Coach Quin Snyder acknowledged earlier in the week that they weren’t even going to discuss specifics about Perth until Friday.
The reasoning is pretty simple.
“It’s preseason — we gotta focus on ourselves,” said point guard Ricky Rubio.
With Snyder pointing out that Perth will do things that pretty much no NBA teams will, there’s not a lot to be gained from spending much time analyzing this particular opponent. Rather, that time is better devoted to focusing on what the Jazz need to improve upon.
Because even with returning 14 players from last year’s roster, there’s clearly no dearth of that.
Following the general optimism and excitement stemming from the first practices, and the first scrimmages of this year’s training camp, Snyder was clearly a bit annoyed Thursday by increasing sloppiness.
“I’ve seen some letdowns, some lack of communication — which is good for guys to have to fight through,” he said. “The first thing that goes is usually communication.”
Of course, it’s not wholly unexpected that not everything is going perfectly a week into the new campaign, that there’s work to be done.

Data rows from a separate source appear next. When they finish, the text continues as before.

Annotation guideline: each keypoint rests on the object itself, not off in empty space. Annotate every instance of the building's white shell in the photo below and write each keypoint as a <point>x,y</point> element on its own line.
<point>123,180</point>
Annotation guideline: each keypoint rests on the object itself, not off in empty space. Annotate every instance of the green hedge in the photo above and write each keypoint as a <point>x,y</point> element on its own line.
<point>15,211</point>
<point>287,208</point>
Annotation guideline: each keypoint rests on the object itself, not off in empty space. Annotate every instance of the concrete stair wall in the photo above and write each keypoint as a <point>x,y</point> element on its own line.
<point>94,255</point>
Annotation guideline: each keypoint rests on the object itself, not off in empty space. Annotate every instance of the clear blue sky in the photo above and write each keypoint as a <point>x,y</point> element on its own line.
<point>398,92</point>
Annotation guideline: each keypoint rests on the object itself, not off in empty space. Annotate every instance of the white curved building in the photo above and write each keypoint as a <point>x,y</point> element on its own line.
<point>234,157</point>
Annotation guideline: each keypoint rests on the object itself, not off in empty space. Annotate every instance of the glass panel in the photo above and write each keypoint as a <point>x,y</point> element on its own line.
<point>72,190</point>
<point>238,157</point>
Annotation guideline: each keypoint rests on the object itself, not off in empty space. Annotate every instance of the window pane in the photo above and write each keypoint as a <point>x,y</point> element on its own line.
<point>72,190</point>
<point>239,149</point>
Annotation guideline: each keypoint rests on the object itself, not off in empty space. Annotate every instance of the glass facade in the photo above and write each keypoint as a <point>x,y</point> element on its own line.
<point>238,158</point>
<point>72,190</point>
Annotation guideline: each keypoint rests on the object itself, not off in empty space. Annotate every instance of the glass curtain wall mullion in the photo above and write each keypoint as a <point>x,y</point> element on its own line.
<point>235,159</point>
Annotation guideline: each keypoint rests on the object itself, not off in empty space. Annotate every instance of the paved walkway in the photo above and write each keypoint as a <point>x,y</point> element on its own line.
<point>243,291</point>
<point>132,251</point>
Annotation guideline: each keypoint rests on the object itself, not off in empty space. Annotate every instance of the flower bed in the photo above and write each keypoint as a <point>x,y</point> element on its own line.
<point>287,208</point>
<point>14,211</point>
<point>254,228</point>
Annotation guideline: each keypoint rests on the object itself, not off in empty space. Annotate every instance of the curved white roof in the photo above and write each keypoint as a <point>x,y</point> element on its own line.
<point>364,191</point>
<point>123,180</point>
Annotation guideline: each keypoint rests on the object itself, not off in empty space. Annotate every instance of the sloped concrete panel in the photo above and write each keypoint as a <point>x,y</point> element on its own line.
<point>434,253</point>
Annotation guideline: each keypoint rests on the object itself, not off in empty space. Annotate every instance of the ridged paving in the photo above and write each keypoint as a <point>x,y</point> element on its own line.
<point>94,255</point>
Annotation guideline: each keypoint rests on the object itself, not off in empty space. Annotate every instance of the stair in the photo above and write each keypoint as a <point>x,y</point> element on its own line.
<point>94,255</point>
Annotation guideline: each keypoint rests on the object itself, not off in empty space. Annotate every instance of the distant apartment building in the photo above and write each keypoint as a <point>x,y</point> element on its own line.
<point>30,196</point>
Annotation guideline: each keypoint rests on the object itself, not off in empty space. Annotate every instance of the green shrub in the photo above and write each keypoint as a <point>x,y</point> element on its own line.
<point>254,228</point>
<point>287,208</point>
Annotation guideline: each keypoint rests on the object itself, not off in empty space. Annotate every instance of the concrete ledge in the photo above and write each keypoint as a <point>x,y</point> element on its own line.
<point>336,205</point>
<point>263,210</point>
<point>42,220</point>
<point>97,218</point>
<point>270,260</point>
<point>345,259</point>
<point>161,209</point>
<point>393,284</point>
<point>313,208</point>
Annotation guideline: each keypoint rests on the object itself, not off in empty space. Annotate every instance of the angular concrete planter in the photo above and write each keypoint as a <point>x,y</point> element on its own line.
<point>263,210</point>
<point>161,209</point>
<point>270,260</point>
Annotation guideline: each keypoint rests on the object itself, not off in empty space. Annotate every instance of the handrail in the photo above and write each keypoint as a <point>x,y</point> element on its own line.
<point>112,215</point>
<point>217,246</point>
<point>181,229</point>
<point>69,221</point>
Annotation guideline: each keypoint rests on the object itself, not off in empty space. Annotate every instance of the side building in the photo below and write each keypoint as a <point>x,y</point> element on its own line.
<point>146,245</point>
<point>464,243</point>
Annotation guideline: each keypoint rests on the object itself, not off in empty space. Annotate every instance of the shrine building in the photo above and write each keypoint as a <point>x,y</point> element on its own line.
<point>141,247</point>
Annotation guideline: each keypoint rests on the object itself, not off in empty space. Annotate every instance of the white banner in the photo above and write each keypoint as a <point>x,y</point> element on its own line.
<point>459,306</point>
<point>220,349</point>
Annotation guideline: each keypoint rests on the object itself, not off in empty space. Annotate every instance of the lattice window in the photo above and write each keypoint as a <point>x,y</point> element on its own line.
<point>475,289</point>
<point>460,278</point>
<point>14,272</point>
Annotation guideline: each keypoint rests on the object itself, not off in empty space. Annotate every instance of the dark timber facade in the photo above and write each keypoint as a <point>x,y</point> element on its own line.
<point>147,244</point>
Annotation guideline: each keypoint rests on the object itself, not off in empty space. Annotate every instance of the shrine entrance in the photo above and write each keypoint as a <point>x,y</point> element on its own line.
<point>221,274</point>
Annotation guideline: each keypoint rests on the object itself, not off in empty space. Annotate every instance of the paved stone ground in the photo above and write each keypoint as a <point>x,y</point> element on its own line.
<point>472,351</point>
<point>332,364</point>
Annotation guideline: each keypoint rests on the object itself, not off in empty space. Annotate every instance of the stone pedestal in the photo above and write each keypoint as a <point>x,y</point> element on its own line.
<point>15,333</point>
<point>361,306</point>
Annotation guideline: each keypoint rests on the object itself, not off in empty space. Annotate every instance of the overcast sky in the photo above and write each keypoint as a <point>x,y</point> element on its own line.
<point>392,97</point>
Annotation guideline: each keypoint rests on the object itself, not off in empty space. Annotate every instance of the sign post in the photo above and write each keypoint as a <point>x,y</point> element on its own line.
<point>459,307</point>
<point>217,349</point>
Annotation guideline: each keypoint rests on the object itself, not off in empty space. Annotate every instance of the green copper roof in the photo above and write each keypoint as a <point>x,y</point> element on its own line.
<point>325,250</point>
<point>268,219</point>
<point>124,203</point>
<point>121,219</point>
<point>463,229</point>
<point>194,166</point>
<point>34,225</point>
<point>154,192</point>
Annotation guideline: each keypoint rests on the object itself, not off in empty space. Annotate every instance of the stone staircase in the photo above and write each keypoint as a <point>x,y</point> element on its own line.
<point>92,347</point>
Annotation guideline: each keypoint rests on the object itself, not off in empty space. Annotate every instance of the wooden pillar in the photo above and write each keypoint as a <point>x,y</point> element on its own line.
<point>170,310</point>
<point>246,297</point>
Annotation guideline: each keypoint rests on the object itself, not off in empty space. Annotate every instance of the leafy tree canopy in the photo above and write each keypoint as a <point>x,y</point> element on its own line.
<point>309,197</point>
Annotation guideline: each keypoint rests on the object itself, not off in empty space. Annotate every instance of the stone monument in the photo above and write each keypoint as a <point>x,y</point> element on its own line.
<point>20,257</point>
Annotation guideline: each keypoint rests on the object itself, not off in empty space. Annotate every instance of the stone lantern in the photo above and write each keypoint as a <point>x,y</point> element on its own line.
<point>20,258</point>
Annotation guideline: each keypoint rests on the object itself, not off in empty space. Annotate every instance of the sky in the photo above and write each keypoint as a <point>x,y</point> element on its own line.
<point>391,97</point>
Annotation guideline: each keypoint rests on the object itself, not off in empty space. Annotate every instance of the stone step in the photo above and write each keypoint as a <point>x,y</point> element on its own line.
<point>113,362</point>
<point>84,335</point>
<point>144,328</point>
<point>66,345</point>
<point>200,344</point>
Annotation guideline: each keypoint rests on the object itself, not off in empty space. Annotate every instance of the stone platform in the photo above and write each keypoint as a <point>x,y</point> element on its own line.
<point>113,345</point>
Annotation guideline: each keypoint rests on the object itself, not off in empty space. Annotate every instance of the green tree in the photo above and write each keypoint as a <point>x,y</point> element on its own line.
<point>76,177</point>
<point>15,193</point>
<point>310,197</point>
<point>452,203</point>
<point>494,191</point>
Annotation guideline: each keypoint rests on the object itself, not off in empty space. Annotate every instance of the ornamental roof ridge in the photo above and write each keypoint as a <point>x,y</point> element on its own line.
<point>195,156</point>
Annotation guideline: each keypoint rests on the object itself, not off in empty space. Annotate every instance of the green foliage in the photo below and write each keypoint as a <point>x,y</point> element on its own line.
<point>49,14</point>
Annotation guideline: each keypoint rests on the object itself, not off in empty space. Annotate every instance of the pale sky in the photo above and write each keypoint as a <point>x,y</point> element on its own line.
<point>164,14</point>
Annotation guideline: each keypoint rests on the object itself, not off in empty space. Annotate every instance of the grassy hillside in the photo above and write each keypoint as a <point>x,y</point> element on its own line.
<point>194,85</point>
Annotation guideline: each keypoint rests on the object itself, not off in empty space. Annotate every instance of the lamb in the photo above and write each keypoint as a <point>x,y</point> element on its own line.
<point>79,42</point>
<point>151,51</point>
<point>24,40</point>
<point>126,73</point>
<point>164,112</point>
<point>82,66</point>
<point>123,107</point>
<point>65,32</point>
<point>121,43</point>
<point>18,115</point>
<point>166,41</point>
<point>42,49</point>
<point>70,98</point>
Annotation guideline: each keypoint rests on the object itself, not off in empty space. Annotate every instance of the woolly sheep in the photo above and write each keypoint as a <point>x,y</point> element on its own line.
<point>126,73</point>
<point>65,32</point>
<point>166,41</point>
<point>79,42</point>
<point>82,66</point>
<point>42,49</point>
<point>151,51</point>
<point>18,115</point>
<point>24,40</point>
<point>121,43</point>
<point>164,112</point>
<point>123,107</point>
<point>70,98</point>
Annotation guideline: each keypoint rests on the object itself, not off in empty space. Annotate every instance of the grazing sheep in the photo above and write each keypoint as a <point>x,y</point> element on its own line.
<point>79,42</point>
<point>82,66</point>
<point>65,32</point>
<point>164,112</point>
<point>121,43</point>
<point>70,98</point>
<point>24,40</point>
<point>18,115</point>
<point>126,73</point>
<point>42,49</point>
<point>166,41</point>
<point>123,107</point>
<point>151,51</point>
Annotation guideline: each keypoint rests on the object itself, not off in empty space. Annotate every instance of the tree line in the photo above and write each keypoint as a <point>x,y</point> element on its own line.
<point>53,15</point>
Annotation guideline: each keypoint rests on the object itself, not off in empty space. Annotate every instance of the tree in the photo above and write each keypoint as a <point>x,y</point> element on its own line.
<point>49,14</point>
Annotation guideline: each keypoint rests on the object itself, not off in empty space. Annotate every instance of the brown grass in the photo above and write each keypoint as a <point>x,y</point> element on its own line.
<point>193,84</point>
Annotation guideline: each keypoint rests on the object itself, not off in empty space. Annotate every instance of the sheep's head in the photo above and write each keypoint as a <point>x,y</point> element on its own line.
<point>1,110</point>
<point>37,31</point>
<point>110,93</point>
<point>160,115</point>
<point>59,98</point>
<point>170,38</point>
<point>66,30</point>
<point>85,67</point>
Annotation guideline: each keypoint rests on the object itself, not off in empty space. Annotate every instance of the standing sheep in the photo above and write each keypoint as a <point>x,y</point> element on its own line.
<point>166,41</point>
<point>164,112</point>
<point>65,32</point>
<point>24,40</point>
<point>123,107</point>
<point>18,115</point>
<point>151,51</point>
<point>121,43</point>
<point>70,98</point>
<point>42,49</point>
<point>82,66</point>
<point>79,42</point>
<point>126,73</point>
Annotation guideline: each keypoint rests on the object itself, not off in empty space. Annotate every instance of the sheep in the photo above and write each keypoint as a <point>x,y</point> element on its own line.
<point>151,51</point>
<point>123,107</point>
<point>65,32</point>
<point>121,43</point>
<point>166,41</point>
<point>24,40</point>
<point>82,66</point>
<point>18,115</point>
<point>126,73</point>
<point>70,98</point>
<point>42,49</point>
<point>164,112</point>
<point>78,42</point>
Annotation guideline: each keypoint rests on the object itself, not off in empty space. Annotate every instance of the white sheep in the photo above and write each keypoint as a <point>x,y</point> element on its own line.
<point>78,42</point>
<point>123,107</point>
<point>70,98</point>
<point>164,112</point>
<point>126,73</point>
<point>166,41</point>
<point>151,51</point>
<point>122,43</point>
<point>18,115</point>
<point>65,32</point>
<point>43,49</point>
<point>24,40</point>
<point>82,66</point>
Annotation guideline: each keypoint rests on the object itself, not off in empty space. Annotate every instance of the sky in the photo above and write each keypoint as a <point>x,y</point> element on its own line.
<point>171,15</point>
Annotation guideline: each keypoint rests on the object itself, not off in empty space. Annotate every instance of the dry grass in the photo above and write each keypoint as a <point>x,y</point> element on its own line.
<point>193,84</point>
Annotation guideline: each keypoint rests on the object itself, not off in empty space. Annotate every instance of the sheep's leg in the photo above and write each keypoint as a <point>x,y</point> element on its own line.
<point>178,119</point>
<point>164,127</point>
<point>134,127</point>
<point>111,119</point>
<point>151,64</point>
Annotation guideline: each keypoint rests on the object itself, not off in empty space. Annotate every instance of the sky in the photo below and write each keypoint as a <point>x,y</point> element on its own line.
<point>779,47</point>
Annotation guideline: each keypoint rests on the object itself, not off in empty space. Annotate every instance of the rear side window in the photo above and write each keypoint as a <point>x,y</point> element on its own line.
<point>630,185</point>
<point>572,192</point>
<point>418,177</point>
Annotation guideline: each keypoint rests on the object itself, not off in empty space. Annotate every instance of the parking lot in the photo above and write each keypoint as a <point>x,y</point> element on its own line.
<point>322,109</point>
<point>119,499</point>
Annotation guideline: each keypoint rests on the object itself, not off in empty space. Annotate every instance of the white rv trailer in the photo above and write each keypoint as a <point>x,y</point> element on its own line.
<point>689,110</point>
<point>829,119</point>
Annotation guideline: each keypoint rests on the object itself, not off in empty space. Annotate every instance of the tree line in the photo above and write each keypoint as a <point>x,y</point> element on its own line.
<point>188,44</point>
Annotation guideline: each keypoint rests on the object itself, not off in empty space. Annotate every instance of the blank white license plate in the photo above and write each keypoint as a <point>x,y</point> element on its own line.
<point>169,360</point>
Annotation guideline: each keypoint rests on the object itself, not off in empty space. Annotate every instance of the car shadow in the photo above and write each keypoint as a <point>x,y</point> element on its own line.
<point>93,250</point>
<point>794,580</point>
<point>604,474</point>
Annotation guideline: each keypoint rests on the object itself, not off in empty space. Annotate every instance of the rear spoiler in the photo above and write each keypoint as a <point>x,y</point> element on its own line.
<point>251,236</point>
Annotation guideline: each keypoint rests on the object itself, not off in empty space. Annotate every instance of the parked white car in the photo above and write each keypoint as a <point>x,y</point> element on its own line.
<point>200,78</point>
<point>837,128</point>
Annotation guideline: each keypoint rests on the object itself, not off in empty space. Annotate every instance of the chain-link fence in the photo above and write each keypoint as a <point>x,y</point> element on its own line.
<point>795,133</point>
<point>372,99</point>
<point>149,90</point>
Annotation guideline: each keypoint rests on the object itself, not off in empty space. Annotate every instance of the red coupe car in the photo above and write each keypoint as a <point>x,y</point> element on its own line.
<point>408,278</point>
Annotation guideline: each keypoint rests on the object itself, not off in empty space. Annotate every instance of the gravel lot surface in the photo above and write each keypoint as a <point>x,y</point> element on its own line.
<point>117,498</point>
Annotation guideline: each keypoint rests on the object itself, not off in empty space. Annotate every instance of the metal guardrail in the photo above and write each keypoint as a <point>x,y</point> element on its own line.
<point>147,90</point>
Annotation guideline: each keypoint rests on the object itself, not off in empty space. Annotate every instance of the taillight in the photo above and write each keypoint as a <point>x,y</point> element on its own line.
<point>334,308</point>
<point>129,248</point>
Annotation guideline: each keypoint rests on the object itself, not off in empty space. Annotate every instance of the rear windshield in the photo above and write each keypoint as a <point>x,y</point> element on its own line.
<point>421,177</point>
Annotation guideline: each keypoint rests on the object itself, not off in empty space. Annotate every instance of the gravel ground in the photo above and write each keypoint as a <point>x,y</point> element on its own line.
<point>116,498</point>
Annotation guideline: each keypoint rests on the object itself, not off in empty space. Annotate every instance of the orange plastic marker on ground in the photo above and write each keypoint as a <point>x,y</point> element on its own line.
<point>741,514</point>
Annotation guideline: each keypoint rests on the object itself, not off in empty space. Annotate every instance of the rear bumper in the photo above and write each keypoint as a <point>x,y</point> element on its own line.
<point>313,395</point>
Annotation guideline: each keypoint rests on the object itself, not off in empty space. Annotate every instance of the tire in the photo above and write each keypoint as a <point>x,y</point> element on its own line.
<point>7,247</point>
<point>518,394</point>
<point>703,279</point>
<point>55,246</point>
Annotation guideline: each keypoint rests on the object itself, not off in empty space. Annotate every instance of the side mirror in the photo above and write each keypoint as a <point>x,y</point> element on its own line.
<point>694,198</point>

Even with the bulk of the roster, the coaching staff, and the playbook intact, it’s not as though everything’s remained static, Joe Ingles pointed out.
“Our system’s gonna be our system — we’re not gonna change year in, year out, but there’s always things you learn from this past season or playoffs, or whatever it is. There’s always little tweaks,” he said. “We’re not gonna be out there running completely different stuff, but you’ve obviously gotta keep evolving. Even with the [same] plays, you work out different things you can do.”
Indeed, several players acknowledged that they’re still getting used to certain facets of their roles. Dante Exum is trying to balance being better at setting up his teammates in optimal fashion against using his speed and athleticism to push the advantage in two-on-ones. Rubio acknowledged that playing off the ball as much as he does in Utah remains “new basketball for me.”
Nevertheless, the amount of time the players have spent absorbing the system and honing it together is encouraging for Snyder.
The team is that much closer to perfecting what it needs to do.
“One of the things that’s good, we don’t have to spend a ton of time getting organized,” Snyder said. “We have to spend time getting precise, and on execution.”
Mostly, he wants his players to master the team’s “absolutes" — getting back on defense, protecting in the paint, efficiency in shots and possessions, and rebounding.
That all needs to happen regardless of who’s in the other jerseys on Saturday night at Vivint Smart Home Arena.
“You’re looking to get out of it what you can for yourself, whether you’re playing Sacramento or Perth,” Snyder added. “… All those games are an opportunity for us. I just want to see us play the right way.”
Of course, the team’s resident Australians, Ingles and Exum, can’t escape the fact that two of the Jazz’s five preseason contests are against teams from their home country.
Exum openly wondered about the likelihood of Perth’s Damian Martin, the NBL’s six-time Best Defensive Player, picking up Donovan Mitchell full-court and trying to lock him down. Ingles, meanwhile, discussed the impact of Aussies in the NBA, from Luc Longley and Andrew Bogut, to Patty Mills and Matthew Dellavedova, joking all the while about how every Australian player he’d face would be faster than him, and how he doubted they were studying his game for any tips.
Regardless of what happens Saturday night, though, Rubio was quick to remind that the Jazz’s own progress remains the bigger picture.
“We’ve got focus on what we’re doing. We can’t expect coming and playing great on the first day. It’s gonna be a little bit rusty, we know,” he said. “But at the same time, we gotta compete, gotta get better.”